Artikel 19b:8 Uitloopbedragen (T) Lid 1 De uitloopbedragen gelden voor alle ambtenaren in de kunsteducatie en zijn erop gericht om wat langer financieel perspectief te bieden. Lid 2 Voorbeeld De heer Van de Wel heeft op 1 augustus 2009 zijn periodieke verhoging gehad naar periodiek 15 van schaal 8 (dit is de maximumperiodiek). De eerstvolgende verhoging naar uitloopbedrag 1 van schaal 8 vindt pas na 2 jaar plaats: per 1 augustus 2011.
Artikel 19b:9 Recht op toelage onregelmatige dienst (T) Het werken op onregelmatige tijden (de tijden buiten de reguliere kantoortijden) is gebruikelijk in de kunsteducatie. Voor het werken op zondag wordt een toelage onregelmatige dienst verstrekt.

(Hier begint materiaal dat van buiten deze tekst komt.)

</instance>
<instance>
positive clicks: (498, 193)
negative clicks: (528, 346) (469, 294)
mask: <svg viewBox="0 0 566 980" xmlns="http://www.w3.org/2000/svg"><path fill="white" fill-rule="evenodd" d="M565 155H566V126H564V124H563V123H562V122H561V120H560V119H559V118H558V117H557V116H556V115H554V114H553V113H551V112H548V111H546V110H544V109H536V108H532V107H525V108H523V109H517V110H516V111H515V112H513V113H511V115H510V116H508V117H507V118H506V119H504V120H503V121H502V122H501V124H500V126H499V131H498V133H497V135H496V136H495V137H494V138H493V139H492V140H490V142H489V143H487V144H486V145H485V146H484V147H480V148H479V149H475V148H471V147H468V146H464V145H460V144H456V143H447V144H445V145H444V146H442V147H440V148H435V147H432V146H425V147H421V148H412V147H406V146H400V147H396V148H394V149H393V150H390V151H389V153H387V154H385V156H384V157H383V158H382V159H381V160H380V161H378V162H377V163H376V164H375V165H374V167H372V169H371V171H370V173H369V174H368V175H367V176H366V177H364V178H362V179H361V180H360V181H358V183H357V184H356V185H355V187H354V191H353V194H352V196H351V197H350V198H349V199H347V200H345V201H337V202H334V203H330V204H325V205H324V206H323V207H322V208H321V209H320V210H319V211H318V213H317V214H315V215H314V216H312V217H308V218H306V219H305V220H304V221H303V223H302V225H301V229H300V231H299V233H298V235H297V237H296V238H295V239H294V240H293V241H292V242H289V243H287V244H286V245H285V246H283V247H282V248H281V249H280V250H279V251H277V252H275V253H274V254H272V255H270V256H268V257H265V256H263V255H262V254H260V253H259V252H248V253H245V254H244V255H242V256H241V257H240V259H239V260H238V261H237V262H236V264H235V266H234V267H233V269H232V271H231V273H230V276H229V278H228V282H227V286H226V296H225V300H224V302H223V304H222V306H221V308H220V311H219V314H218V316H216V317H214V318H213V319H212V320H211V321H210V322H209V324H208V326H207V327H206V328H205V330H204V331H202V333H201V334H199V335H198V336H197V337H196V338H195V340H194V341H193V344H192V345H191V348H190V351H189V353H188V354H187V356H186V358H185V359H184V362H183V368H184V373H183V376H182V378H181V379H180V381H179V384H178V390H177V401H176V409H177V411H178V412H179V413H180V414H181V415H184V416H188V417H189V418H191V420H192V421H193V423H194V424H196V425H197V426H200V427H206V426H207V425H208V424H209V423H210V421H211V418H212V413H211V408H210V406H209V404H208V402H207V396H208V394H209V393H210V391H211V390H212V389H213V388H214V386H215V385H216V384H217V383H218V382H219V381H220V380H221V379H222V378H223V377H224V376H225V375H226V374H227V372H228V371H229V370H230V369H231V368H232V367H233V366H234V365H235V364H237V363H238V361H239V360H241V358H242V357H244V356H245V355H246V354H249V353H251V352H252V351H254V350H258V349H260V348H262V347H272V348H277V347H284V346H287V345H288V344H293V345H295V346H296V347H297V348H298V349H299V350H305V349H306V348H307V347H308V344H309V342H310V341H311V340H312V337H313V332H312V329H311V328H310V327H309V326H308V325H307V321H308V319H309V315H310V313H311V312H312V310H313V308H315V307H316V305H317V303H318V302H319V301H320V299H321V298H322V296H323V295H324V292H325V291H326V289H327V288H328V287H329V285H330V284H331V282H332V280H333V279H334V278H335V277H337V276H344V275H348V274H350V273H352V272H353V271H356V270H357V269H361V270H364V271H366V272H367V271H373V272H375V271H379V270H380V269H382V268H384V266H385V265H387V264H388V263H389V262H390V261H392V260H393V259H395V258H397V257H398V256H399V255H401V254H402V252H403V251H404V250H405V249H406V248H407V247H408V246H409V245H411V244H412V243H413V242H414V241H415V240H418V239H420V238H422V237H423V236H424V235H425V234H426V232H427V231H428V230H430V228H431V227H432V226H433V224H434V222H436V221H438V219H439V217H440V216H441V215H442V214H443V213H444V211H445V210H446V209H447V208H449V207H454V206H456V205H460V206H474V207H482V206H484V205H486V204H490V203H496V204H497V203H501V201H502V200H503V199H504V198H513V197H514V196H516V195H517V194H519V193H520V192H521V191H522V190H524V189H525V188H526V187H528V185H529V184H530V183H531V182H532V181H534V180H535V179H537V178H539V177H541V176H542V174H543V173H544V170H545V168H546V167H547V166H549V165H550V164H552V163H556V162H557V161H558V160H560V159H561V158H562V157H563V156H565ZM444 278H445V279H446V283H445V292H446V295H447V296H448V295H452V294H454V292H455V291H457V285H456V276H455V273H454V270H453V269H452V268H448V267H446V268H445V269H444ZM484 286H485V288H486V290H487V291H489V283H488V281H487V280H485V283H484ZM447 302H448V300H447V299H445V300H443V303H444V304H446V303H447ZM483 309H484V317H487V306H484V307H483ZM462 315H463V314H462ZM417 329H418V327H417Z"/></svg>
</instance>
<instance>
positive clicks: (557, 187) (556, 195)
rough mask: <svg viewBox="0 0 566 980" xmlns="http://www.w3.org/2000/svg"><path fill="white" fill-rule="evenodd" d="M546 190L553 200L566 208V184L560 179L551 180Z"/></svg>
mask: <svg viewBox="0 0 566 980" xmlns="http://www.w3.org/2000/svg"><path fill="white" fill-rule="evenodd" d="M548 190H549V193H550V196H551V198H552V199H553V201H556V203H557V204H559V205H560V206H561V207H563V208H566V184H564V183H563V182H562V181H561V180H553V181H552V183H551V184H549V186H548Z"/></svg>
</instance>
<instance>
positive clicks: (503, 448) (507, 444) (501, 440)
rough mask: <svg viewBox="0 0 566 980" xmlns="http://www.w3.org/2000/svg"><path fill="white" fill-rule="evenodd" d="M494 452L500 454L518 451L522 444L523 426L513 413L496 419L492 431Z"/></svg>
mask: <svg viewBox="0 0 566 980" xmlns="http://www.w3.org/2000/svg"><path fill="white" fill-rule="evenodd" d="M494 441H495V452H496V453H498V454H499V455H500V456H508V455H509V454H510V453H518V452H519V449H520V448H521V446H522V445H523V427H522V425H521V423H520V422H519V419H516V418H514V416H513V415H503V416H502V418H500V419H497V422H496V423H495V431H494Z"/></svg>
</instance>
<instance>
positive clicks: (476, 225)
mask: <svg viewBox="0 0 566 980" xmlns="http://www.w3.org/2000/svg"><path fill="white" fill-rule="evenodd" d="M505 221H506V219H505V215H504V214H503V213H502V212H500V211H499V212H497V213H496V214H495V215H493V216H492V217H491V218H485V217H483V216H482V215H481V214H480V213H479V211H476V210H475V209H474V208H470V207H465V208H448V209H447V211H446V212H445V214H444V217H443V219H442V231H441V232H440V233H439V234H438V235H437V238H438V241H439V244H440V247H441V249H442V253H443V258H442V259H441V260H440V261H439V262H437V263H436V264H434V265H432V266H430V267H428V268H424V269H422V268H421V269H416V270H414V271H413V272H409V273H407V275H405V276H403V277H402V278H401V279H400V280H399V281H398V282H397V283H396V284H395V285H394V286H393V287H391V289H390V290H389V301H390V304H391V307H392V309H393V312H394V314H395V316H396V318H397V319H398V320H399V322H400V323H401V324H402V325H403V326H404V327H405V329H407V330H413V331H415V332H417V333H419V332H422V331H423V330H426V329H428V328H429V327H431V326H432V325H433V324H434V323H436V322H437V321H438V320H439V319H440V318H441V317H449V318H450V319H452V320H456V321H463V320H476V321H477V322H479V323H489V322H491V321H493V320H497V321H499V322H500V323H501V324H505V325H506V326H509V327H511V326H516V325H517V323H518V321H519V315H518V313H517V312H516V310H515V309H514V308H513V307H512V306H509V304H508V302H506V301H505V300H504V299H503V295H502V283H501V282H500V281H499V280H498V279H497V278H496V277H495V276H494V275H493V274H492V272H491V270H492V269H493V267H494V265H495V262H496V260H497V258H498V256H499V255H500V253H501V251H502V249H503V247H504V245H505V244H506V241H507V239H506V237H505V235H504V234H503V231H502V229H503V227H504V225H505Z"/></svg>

Lid 2 en 4 Hoofdregel is dat de compensatie voor het werken op zondag wordt verstrekt in de vorm van extra vrije tijd. Mochten zowel het college als de ambtenaar dat wensen dan kan de compensatie ook in geld in plaats van vrije tijd worden verleend. Lid 3 De extra vrije tijd die de ambtenaar krijgt voor het werken op zondag, wordt niet, zoals bij vakantie-uren het geval is, ingeroosterd in de verplicht vrije periode conform artikel 19b:11, lid 1. Deze extra vrije tijd wordt op verzoek van de ambtenaar verleend. Dit verzoek dient te worden getoetst aan de algemene regels over de duur van de vakantie van artikel 6:2:1, eerste lid.
Artikel 19b:10 t/m 19b:15 Algemene toelichting op paragraaf 3 (T) Ambtenaren die onder de werking van dit hoofdstuk vallen, hebben meer vrij dan een reguliere gemeenteambtenaar. Dit resulteert in een lager aantal te werken uur per jaar. Een reguliere ambtenaar werkt 1.677,6 uur per jaar op basis van een fulltime betrekking (1.836 uur -/- 158,4 vakantie-uren). Een ambtenaar die onder de werking van dit hoofdstuk valt, werkt 1656 uur per jaar. Deze 1656 uur per jaar komen als volgt tot stand:
een volledige betrekking bedraagt 1836 uur per jaar aftrek van het standaard aantal vakantie-uren van 158,4 uur per jaar aftrek van extra vakantie-uren van 21,6 uur per jaar. Hier wordt gefaseerd naar toe gewerkt (zie artikel 19b:13).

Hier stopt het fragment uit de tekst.